TANITIM
Sabahın erken saatlerinde uyuşuk bir bedenle doğruldum yatakta. Önceki gün geç yatsam bile erken kalkıyordum her sabah. Alışmıştım artık erken kalkmaya. Çalar saatime baktım, bu gün çalmamıştı. Yoksa ben çok mu erken uyanmıştım? Yataktan erinerek çıkarken tutunacak bir yer bulamayıp yere düştüm. Ama güldüm kendime. Sadece teki olan terliğimi ayağıma geçirdim. Mutfağa doğru ilerlerken bir ses işittim. Banyodaki musluğun sesiydi bu. Sürekli damla halinde düşüyordu sular. Acaba o suyun bile bir kusuru var mıydı? Kafam bu düşüncelerle dolarken hemen lavaboya girip açık kalan musluğu kapattım. Tekrar mutfağa yöneldim ve saate baktım. Olamaz! Okula geç kalıyordum. Çalar saati hemen bırakıp odama doğru yöneldim. Yerdeki kıyafetlerime baktım, geceden çantamı bile hazırlamamıştım. Çabucak üstümü giyindim. Hep gözüm o boşluğa gidiyordu. Bedenimin altında kalan, tek ayağımın yanında olması gereken diğer ayağımın boşluğuna…
-BÖLÜM 1-
Okula gitmek için evin kapısını kilitleyip arkama bakmadan yürümeye başladım. Sanki herkesin gözü benim üzerimdeydi. 2 yıldır bu böyleydi. Sürekli bana bakıp gülüyorlardı. Ben de onlara “Günaydın.” yanıtını veriyordum her sabah. Bana acıyarak bakıyorlardı. Aslında mutluydum ben. Onlar bilmiyordu bunu. Sadece yüzemediğimi, rahatça koşup, oynayamadığımı, düzgün yürüyemediğimi ve insanların bana sülük gibi baktığını biliyorlar; hatta kendileri bu düşüncelere karşı çıkıyorlar fakat onları bana uyguluyorlardı. Çok acımasızlardı. Acaba onlar da benim düştüğüm duruma düşselerdi neler hissederlerdi?

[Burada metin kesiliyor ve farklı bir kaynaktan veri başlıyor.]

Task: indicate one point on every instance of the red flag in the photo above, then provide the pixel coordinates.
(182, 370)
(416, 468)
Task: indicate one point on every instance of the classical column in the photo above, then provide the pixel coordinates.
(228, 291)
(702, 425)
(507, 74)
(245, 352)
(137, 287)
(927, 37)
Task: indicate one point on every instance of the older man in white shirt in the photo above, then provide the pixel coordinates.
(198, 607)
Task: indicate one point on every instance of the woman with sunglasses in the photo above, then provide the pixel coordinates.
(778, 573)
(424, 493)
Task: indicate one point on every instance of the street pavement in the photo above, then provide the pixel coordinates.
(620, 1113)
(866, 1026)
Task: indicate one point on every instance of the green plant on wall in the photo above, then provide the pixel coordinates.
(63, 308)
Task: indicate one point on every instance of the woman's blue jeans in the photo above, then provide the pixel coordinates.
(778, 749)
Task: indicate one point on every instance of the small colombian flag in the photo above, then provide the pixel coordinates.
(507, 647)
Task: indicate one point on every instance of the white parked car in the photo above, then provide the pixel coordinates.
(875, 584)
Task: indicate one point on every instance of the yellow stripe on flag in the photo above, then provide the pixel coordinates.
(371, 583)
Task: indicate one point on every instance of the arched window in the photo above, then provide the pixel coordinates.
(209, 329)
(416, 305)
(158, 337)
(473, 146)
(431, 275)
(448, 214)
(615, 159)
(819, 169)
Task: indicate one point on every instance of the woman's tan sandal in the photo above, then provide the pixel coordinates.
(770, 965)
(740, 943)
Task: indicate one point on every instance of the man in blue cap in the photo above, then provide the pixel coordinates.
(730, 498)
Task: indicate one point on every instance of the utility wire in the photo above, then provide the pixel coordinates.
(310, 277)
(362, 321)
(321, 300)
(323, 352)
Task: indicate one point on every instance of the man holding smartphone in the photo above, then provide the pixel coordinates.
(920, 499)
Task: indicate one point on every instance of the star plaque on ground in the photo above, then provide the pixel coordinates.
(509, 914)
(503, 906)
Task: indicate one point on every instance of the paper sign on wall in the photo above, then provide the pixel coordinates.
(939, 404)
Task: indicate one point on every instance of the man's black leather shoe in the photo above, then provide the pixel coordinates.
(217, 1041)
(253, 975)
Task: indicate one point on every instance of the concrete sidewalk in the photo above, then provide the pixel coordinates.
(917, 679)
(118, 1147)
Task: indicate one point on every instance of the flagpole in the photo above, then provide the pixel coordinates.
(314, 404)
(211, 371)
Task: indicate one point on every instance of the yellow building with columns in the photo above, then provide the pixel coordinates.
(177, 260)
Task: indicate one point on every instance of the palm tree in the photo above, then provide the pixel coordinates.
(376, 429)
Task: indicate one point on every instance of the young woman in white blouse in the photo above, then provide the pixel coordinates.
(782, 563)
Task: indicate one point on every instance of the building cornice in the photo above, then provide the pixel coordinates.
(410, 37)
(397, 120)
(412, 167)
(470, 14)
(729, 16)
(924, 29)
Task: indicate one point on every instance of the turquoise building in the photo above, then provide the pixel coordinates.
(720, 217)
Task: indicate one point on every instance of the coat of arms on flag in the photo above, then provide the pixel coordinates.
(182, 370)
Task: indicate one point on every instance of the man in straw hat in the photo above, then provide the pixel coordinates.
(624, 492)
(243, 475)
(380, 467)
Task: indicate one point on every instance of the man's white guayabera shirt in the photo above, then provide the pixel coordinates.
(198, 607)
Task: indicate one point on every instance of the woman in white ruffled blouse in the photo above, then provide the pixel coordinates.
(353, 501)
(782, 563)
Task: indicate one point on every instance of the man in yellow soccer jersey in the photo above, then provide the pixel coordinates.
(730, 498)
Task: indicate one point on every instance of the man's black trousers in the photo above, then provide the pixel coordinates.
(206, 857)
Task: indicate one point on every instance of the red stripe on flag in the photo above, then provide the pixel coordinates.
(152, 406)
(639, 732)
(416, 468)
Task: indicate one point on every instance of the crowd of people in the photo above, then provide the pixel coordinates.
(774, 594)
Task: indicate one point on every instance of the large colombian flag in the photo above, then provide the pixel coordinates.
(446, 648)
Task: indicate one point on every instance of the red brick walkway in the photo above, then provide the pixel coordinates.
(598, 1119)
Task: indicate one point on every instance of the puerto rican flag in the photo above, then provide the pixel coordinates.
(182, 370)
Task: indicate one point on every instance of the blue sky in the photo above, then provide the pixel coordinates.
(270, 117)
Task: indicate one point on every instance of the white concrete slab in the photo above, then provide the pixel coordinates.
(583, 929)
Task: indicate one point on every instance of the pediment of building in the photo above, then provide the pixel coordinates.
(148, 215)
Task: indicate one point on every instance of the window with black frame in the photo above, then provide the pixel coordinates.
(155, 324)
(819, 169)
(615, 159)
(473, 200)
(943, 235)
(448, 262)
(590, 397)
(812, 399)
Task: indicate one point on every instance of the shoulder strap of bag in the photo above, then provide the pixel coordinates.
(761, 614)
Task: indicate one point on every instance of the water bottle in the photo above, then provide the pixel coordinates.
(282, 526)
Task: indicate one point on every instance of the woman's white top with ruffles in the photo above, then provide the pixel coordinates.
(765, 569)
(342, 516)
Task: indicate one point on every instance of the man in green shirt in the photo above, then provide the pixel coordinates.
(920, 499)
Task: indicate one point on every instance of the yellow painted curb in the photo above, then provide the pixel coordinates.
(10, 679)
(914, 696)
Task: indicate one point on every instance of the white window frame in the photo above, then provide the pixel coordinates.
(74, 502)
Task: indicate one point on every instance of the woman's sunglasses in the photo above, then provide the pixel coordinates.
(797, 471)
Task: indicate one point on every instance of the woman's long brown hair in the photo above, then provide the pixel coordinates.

Okula gelince sınıfın kapısında bekledim bir süre. Çünkü yine bana bakıp güleceklerini veya sinsi sinsi sırıtacaklarını biliyordum. Kapıyı çaldım. Yine o soğuk sınıfıma girdim. “Geç kaldığım için özür dilerim, öğretmenim. Yerime oturabilir miyim?”dedim. Biraz somurttuğu anlaşılan bir şekilde “Geç kağıdı al, gel.” dedi. “Ama hocam yoruldum…” dedim ve bana “Hım… Peki o zaman teneffüste alırsın.” dedi tekrardan. “Yani öğretmenim, şey olarak…” dedim en son. Gözlerim o boşluğa gitti. Bu sefer sınıfta fısıldamalar, gülüşmeler başladı. Aralardan birkaç söz işittim. “Şunun haline bir baksanıza!” ya da “Hiç utanmıyor mu? Hah hah kıh kıh…” Bu sözleri duyunca çok sarsıldım ve birden “Bana gerçekten(!) çok iyi davranıyorsunuz. Ben de yaklaşık 2 yıl önce sizin gibiydim. Fakat geçirdiğim trafik kazasından sonra…” gözlerimi o boşluğa diktim. “Sen hiç bana dediklerinden utanmıyor musun?” dedim eski, en yakın arkadaşıma. “Biz seninle ne kadar şey paylaştık, ne kadar eğlendik, güldük. Kimi zaman hüngür hüngür ağlayıp kimi zaman kahkahalara boğulduk. Seni dostum zannetmiştim. Dostlar arkadaşının en kara gününde de yanındadır. Ama sen şimdi bana sırtını çevirip gülüyorsun. Seninle birlikte seviyesiz insanların yaptıklarına gülerken şimdi sen bana gülüyorsun. Beni seviyesiz kabul ediyorsun. Hım… Ama şu yaptığını o üzerine güldüğümüz seviyesiz insanlar da yapmaz.”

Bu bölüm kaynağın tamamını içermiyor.